Cependant, l'ancien organisme de surveillance de la concurrence, Graeme Samuel, qui a publié un examen décennal de la loi EPBC en octobre 2020, a soutenu le programme de Plibersek et a déclaré qu'il avait recommandé une approche similaire.

L’étude Samuel appelle à une réforme globale, comprenant des normes nationales et une plus grande protection des espèces menacées, affirmant que les lois fédérales actuelles n’ont pas réussi à empêcher « le déclin continu de nos lieux emblématiques et l’extinction de nos plantes, animaux et écosystèmes les plus menacés ».

« Le gouvernement et le ministre font tout exactement comme ils devraient le faire. Je ne sous-estime pas la complexité de ce qui doit être fait en particulier, les normes environnementales nationales », a déclaré Samuel dans ce titre.

Plibersek a déclaré fin 2022 que le gouvernement publierait un ensemble complet de projets de lois sur la réparation de la nature pour commentaires du public d'ici la fin 2023, y compris des normes nationales de protection de l'environnement.

Son engagement s’appuie sur une promesse antérieure de mettre fin au flux constant de pertes d’espèces sauvages indigènes. Le taux d'extinction de l'Australie est l'un des pires au monde, avec environ 100 espèces uniques de flore et de faune disparues depuis la colonisation, et 1 900 espèces menacées courent désormais un risque accru d'extinction.

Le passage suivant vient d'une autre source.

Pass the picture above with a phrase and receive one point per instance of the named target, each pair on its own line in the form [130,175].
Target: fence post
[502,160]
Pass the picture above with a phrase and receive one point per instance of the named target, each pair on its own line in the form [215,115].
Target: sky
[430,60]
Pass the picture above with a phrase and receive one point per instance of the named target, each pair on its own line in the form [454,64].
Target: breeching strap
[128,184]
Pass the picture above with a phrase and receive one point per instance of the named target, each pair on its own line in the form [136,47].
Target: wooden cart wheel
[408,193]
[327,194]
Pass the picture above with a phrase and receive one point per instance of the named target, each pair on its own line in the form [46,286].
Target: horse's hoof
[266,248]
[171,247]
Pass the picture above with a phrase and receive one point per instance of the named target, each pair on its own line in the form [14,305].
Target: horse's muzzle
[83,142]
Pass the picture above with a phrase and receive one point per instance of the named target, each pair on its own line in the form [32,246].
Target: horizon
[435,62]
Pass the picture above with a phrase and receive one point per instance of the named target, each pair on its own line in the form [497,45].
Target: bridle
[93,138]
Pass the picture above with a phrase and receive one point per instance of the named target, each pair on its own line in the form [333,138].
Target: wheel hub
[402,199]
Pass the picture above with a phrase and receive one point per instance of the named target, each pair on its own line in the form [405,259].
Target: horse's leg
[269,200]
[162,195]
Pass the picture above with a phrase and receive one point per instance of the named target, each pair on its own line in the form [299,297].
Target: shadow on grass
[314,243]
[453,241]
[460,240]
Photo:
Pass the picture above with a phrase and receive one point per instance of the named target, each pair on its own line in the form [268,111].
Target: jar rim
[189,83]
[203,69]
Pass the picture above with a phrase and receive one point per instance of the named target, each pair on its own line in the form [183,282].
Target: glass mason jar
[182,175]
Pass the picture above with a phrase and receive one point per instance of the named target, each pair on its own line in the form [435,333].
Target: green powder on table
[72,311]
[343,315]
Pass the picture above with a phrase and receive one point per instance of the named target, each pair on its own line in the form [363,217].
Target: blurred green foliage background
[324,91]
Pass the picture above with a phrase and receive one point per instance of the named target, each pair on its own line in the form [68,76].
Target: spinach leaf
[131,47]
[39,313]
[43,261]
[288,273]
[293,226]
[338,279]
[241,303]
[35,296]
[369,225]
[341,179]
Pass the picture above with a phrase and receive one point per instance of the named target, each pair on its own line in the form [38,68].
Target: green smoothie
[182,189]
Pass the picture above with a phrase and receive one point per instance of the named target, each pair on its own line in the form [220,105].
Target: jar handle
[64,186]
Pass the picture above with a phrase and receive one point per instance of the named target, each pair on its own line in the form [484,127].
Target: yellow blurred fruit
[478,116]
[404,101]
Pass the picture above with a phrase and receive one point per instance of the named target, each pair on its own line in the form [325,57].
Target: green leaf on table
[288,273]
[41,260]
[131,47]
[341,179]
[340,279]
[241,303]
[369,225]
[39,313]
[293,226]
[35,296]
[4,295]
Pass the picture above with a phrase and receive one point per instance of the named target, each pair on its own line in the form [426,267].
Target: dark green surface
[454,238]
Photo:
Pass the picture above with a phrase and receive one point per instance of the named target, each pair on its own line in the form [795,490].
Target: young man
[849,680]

Cependant, on s'attend généralement à ce que Plibersek publie dans les prochains jours des projets de loi visant à créer l'Environment Protection Agency et un bureau d'Environment Information Australia, qui fournira des données à l'EPA.

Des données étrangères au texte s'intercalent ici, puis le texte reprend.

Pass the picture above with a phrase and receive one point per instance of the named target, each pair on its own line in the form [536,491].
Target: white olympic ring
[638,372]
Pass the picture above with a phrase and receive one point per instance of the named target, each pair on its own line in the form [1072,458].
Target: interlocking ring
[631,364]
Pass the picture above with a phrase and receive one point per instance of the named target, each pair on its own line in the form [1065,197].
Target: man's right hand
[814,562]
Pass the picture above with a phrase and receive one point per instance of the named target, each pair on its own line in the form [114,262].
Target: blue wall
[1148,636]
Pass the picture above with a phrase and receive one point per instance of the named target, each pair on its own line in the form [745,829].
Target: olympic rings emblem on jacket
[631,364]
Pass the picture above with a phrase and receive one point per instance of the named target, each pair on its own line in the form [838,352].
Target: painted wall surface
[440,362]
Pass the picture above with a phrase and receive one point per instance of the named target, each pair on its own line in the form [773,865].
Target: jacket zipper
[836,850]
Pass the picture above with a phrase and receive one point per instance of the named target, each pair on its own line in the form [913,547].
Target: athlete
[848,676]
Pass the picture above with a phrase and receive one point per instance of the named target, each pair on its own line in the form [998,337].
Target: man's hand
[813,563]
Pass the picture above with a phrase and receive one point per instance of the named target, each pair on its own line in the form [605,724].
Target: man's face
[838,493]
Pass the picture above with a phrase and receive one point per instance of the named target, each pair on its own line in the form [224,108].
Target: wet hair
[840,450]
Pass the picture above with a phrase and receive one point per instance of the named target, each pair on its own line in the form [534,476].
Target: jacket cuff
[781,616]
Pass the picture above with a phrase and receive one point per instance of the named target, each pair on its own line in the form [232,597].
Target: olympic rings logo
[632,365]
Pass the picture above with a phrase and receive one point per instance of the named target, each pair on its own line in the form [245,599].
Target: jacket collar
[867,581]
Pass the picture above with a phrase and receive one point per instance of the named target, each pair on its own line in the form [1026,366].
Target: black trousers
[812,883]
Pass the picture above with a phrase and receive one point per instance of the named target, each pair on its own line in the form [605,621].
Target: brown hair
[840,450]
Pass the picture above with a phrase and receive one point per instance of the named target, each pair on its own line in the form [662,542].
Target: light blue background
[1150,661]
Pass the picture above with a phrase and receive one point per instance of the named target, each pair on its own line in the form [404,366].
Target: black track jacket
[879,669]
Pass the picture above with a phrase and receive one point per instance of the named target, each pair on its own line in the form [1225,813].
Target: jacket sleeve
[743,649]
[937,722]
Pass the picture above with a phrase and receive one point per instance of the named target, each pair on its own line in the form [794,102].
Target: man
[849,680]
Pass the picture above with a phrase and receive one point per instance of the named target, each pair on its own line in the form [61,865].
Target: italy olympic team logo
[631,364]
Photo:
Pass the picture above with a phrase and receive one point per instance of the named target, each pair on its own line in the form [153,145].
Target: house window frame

Le porte-parole de Plibersek a déclaré que le gouvernement souhaitait que les évaluations environnementales fonctionnent « mieux pour les entreprises et la nature ».

« Nous travaillons méthodiquement sur des mises à jour judicieuses de la législation nationale sur l'environnement, conformément à ce que nous avons déjà annoncé dans le cadre du plan positif pour la nature », a déclaré le porte-parole.

Le directeur du Conseil de la biodiversité, James Trezise, ​​a déclaré que la poursuite de la réforme nationale de l'environnement par tranches était trop lente compte tenu de la crise d'extinction.

« Il est peu probable que de nouvelles institutions telles que l'EPA changent sensiblement la donne en matière de protection de la nature en Australie sans des normes nationales strictes, des protections légales plus claires et des plans réformés de redressement et de réduction des menaces », a déclaré Trezise.

« Le gouvernement s'est clairement engagé à remédier aux violations des lois environnementales australiennes au cours de cette période afin de lutter contre le record mondial d'extinction d'espèces en Australie. Ne pas donner suite à cette mesure serait extrêmement décevant.»

Le réchauffement climatique augmente la prévalence des vagues de chaleur marines et entraîne un blanchissement des coraux plus fréquent et plus grave. Cet événement mondial de blanchissement est le quatrième jamais enregistré et le deuxième au cours des dix dernières années.

Le blanchissement des coraux a touché les récifs de 53 juridictions depuis le début de l'année dernière, notamment en Floride aux États-Unis, dans les Caraïbes, dans le Pacifique tropical oriental, notamment au Mexique, au Salvador, au Costa Rica, au Panama et en Colombie, dans la Grande Barrière de Corail d'Australie et dans de vastes zones. du Pacifique Sud, notamment Fidji, Vanuatu, Tuvalu, Kiribati et Samoas, la mer Rouge, le golfe Persique et le golfe d'Aden.

Richard Leck, directeur des océans du WWF Australie, a déclaré que l'événement mondial de blanchissement montrait qu'« aucun récif, où que ce soit, n'est à l'abri des impacts du changement climatique ».